Tous les cris sont des alertes
Un cri est un son particulier, distinct de la parole, du chant et des notes des instruments de musique. Ses caractéristiques auditives provoquent spécifiquement la peur chez qui l’entend.
Sophie Félix - Publié le
Le cri est l’un des tout premiers sons que l’on émet à la naissance et le bébé tente de communiquer par ce biais avant de réussir à articuler des mots qui font sens. Mais qu’est-ce qu’un cri, un son simplement plus aigu ou plus fort ? En réalité, comme l'a montré une équipe américano-suisse, un cri humain correspond à une signature acoustique unique, bien distincte de la parole ou du chant.
Les cris sont rugueux
Cette signature est appelée « rugosité ». Un son est dit « rugueux » si sa fréquence de modulation est comprise entre 30 et 150 hertz, une zone jamais utilisée par la simple parole (4 à 5 Hz), à tel point qu'elle était jusque-là considérée sans utilité dans la communication. Notre cerveau est en effet capable de reconnaître qu’un son provient d’un être humain d’abord, d’un homme ou d’une femme ensuite, et enfin qu’il est articulé et doit signifier quelque chose, sans sortir des variations temporelles lentes. Mais un cri varie très vite en amplitude, dans un régime presque chaotique. C’est pour cela qu’un cri est difficile à prévoir, et impossible à ignorer. Par exemple, un bébé qui crie captera notre attention même dans un environnement bruyant.

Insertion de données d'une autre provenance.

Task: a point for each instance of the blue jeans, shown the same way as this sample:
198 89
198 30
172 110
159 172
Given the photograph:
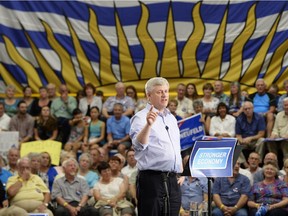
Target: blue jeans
241 212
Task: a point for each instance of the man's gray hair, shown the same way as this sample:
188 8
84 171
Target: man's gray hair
155 81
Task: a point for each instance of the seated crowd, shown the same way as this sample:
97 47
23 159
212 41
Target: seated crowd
92 179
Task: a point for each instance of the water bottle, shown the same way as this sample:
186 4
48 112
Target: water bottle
193 209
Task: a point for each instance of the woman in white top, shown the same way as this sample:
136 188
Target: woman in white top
89 100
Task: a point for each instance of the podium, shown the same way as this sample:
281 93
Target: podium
212 158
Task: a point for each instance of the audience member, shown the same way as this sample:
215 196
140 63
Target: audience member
285 169
28 191
4 174
5 209
27 97
280 101
94 135
264 104
47 171
23 123
110 193
71 192
219 92
79 95
96 159
230 194
13 156
122 159
104 156
250 130
64 155
223 124
132 93
209 102
172 106
127 102
270 156
253 163
184 108
280 130
76 136
90 100
34 159
118 127
40 102
100 94
10 102
4 118
51 88
131 163
271 192
45 127
193 190
62 108
274 90
141 103
191 91
236 100
205 119
85 162
116 166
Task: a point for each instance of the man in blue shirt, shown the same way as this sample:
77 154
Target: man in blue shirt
250 130
118 127
230 194
264 104
156 140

Le cri permet ainsi de communiquer la détresse, la peur ou un danger. L’étude publiée dans la revue Current Biology du 16 juillet 2015 montre qu’il active dans le cerveau à la fois les zones liées à l’audition et celles concernées par la peur, en particulier l’amygdale, soit un groupe de neurones chargé de prévenir le cerveau du caractère potentiellement menaçant d’un stimulus sensoriel. Les scientifiques ont montré que plus la rugosité est élevée, plus le cri effraie et plus l’amygdale réagit. Son activation a un avantage certain : conscient du danger, on est plus efficace. Par exemple, on repère d’où vient un cri de façon plus précise et rapide que s’il s’agit d’une simple parole.

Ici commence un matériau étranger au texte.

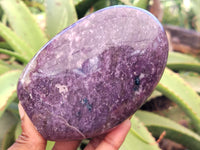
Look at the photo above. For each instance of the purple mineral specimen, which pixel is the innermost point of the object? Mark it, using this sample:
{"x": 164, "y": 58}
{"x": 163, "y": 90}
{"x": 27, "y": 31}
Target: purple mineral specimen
{"x": 94, "y": 74}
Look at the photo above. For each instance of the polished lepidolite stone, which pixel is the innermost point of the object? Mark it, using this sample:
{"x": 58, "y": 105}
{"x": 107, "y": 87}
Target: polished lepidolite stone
{"x": 94, "y": 74}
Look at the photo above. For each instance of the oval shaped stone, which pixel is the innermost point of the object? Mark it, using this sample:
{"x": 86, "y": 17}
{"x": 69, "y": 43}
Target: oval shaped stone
{"x": 94, "y": 74}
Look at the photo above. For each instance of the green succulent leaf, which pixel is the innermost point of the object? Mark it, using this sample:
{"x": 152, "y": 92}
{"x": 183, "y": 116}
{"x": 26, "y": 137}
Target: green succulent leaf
{"x": 63, "y": 15}
{"x": 7, "y": 126}
{"x": 8, "y": 82}
{"x": 157, "y": 124}
{"x": 15, "y": 42}
{"x": 139, "y": 137}
{"x": 83, "y": 6}
{"x": 179, "y": 91}
{"x": 15, "y": 55}
{"x": 3, "y": 68}
{"x": 141, "y": 3}
{"x": 4, "y": 45}
{"x": 178, "y": 61}
{"x": 23, "y": 23}
{"x": 192, "y": 78}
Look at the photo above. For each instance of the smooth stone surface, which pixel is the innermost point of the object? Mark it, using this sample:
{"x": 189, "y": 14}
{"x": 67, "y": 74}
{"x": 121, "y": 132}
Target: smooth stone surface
{"x": 94, "y": 74}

Les alarmes : des cris artificiels
Pour parvenir à ce résultat, les chercheurs ont constitué un répertoire sonore en enregistrant, dans un groupe de volontaires, des cris, des phrases criées (celles qu'on entend au cinéma : « Attention, derrière toi ! »), des vocalisations (« Aaaaaah ») et des phrases simplement dites en français, anglais et mandarin.
Quelle que soit la langue utilisée, les cris et phrases criées sont les seuls à être rugueux et à activer le complexe amygdalien. Ni la parole, ni le chant, ni les instruments de musique ne provoquent de réaction. Une exception, cependant : les alarmes, type réveil, alarme de voiture ou alarme incendie. Un heureux hasard, d’après les chercheurs, qui prouve l'association entre la notion de danger et la rugosité. Si les fabricants ont conçu ces sons rugueux sans le savoir, la compréhension de cette caractéristique auditive pourra permettre de les améliorer, comme on ajoute une mauvaise odeur à un gaz dangereux.